Similar to the first day, the second day of ECRYPT II VAM2 Workshop on Practical Implementation Attacks was mostly dedicated to industry talks. The morning session started with a very interesting talk given by Steven Murdoch from Cambridge University who presented man-in-the middle attacks for chip and PIN payments. It was his second talk on this workshop and the second one being as interesting as the first one on the day before. He described possibilities how to use a fake terminal to perform an on-line attack and charge the user more for a transaction then he would expect.

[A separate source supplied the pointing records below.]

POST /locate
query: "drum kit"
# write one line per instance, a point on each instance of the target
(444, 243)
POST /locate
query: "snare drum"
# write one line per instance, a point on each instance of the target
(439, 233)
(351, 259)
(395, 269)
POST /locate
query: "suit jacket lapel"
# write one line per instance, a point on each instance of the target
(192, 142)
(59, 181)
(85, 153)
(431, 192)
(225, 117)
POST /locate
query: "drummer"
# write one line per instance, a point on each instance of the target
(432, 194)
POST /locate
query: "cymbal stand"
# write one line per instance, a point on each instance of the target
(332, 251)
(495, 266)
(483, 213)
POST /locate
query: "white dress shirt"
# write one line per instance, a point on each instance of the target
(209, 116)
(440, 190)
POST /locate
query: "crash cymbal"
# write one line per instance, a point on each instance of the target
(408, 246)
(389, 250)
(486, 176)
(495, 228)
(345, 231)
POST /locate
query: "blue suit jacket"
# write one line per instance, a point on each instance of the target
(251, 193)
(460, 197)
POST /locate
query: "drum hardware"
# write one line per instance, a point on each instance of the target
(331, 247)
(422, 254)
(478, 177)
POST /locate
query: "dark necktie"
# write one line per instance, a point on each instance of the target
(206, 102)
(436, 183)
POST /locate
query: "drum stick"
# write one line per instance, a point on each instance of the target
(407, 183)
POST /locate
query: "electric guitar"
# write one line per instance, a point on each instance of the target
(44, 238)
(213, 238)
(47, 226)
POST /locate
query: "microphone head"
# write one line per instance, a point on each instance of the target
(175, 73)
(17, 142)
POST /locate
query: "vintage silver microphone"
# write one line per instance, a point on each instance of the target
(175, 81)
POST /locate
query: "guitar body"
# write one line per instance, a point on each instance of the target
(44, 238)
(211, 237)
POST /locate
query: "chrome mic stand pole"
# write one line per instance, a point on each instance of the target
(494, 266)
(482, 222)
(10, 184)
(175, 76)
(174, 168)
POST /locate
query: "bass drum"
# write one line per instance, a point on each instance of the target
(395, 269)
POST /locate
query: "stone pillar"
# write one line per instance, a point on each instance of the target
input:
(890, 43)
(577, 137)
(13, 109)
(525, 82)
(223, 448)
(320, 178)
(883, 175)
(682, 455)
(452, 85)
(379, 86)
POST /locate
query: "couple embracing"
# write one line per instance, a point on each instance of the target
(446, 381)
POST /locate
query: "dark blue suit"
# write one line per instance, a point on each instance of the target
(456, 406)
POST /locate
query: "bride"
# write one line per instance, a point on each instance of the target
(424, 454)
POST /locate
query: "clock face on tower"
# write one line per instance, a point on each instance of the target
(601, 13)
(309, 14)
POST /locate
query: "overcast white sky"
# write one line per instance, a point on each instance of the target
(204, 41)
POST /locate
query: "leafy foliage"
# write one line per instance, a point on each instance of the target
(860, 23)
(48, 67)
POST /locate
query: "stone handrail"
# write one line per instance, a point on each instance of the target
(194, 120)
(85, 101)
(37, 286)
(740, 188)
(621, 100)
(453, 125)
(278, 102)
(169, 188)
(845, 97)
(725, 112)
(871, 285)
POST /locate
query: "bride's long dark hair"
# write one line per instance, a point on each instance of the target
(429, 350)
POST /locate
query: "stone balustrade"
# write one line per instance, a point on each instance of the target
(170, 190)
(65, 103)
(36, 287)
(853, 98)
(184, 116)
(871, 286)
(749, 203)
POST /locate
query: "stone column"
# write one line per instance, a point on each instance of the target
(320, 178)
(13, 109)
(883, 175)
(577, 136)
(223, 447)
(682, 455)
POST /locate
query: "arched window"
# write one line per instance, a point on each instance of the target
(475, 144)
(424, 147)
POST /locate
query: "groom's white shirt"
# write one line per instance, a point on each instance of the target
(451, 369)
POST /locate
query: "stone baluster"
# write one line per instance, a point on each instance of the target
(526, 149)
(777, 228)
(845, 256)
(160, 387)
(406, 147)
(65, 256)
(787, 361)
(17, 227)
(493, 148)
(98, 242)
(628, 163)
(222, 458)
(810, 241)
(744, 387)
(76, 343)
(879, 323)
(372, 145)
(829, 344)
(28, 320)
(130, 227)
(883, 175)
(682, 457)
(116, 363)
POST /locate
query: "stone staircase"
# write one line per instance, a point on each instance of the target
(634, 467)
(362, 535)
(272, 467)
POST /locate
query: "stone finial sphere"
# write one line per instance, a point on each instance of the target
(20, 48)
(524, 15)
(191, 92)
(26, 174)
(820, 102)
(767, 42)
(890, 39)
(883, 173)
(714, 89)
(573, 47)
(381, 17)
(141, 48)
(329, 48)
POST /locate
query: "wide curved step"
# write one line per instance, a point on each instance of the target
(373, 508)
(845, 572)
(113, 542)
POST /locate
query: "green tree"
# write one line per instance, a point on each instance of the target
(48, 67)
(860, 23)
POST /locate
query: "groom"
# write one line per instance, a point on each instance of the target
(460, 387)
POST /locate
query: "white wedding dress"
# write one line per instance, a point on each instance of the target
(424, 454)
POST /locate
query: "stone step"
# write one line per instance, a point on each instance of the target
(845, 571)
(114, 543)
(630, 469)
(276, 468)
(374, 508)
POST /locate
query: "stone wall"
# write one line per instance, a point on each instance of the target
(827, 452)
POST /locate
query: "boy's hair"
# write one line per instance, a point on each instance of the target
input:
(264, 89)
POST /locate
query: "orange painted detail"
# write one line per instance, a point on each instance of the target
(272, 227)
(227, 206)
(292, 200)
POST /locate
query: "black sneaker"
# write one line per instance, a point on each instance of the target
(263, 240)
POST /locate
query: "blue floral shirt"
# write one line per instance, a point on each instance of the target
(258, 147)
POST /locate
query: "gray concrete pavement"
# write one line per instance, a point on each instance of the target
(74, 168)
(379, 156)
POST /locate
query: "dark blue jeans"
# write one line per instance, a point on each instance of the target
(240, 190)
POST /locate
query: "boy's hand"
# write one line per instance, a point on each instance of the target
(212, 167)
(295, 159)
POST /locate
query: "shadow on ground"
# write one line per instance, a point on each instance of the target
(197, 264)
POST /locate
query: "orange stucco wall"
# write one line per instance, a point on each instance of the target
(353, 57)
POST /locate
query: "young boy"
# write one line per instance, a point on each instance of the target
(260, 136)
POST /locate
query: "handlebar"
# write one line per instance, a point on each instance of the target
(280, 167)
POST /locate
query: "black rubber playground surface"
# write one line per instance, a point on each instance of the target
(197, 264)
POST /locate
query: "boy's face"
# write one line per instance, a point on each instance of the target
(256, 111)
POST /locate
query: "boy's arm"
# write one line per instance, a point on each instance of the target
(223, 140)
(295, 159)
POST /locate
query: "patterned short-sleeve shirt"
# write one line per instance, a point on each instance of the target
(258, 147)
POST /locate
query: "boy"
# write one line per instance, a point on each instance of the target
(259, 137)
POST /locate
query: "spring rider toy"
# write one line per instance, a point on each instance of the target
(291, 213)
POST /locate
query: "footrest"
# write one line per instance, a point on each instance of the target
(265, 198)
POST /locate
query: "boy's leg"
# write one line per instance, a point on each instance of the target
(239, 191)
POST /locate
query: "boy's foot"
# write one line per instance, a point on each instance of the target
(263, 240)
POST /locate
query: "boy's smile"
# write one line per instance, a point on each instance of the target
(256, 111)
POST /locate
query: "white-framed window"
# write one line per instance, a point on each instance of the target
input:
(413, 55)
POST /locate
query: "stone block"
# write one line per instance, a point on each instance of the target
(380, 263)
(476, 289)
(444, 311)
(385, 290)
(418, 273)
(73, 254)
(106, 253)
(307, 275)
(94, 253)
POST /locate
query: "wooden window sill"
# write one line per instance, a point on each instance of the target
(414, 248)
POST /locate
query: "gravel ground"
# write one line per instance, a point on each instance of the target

Next, Benoit Feix from Inside Secure gave a talk about the Daily Life for a Secure Product in the Industry, where he introduced threats and countermeasures against physical attacks and a more general overview of how companies have to deal with it in their product and design life cycle. Afterwards, Lex Schoonen gave a talk about the Practical Aspects of Security Evaluation where he described the use and pitfalls of Common Criteria standards. He also presented a couple of practical evaluation examples which shown out-of-the-box thinking, e.g. use an UZI gun to shoot away a chip from the PCB board which was responsible for raising an alarm and erasing the key storage. The trick was to be quicker than the signal propagation time, chip setup time etc. So it seems that that the UZI has a new application.
The workshop ended with two talks given by Sergei Skorobogatov from Cambridge University in which he presented Fault Attacks on Secure Chips and Side-channel Attacks: New Directions and Horizons. Both talks were very interested, specially the second one where we could hear about new measurement setups with lower noise. This allows to perform power attacks quicker and with less traces. Unfortunately, to achieve lower noise, lots of design details have to be know in advance. The whole idea also suffers from randomization issues but nevertheless the overall performance improvement was significant.